A pesquisa revela um cenário preocupante: quase 64 milhões de brasileiros com 15 anos ou mais não completaram o estudo básico. Desse total, mais de 44 milhões não concluíram o ensino fundamental e 19 milhões o ensino médio. Apesar da magnitude desses números, menos de 2% dessa população têm acesso à EJA, evidenciando uma lacuna significativa na oferta e no alcance dessa modalidade de ensino.

Os dados foram compilados por 16 organizações da sociedade civil, incluindo a Fundação Roberto Marinho, a Unesco e o Unicef. O lançamento da rede nesta terça-feira (7) visa propor aprimoramentos ao Plano Nacional de Educação, estabelecendo metas de qualidade para a próxima década. A meta é transformar a EJA em uma ponte sólida para um mercado de trabalho mais qualificado.

“Nós precisamos formar para o trabalho, para que a pessoa tenha emprego, possa ser absorvida. Que o país possa se desenvolver, prosperar. Então, é todo um ciclo que nós temos que observar. Eu acho que já temos várias políticas nesse sentido, mas tem que melhorar muito ainda”, declara Rebeca Otero, coordenadora de educação da Unesco - Brasil. A fala ressalta a urgência em alinhar a formação educacional às demandas do mercado, promovendo o crescimento individual e coletivo.

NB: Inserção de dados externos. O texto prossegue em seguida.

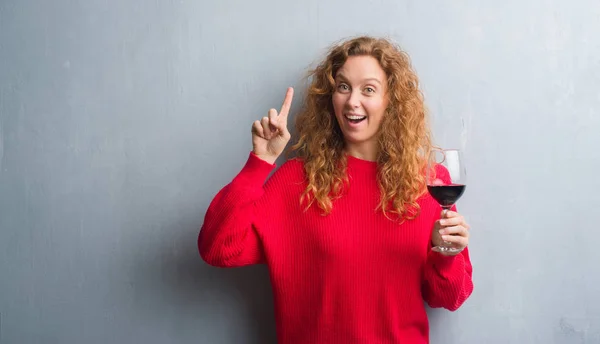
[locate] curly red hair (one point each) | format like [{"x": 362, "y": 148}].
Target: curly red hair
[{"x": 404, "y": 136}]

O atraso na conclusão da educação básica gera um impacto econômico considerável para o Brasil. Indivíduos com maior escolaridade tendem a produzir, ganhar e consumir mais, impulsionando o crescimento do país. Segundo o estudo, a conclusão da educação básica por essa parcela da população poderia gerar R$ 66 bilhões de renda extra anualmente, o equivalente a 0,6% do Produto Interno Bruto (PIB). Essa perspectiva econômica reforça a importância estratégica do investimento em EJA.

“Essa rede é capaz de mostrar para a sociedade brasileira e para o poder público, inclusive, que a educação de jovens e adultos não é um assunto menor quando a gente fala de desafios da educação. Essa é uma agenda que tem uma centralidade para um projeto de país, para o futuro do Brasil”, afirma João Alegria, secretário-geral da Fundação Roberto Marinho. A declaração sublinha a relevância da EJA como pilar fundamental para a construção de um futuro mais próspero e equitativo para o Brasil.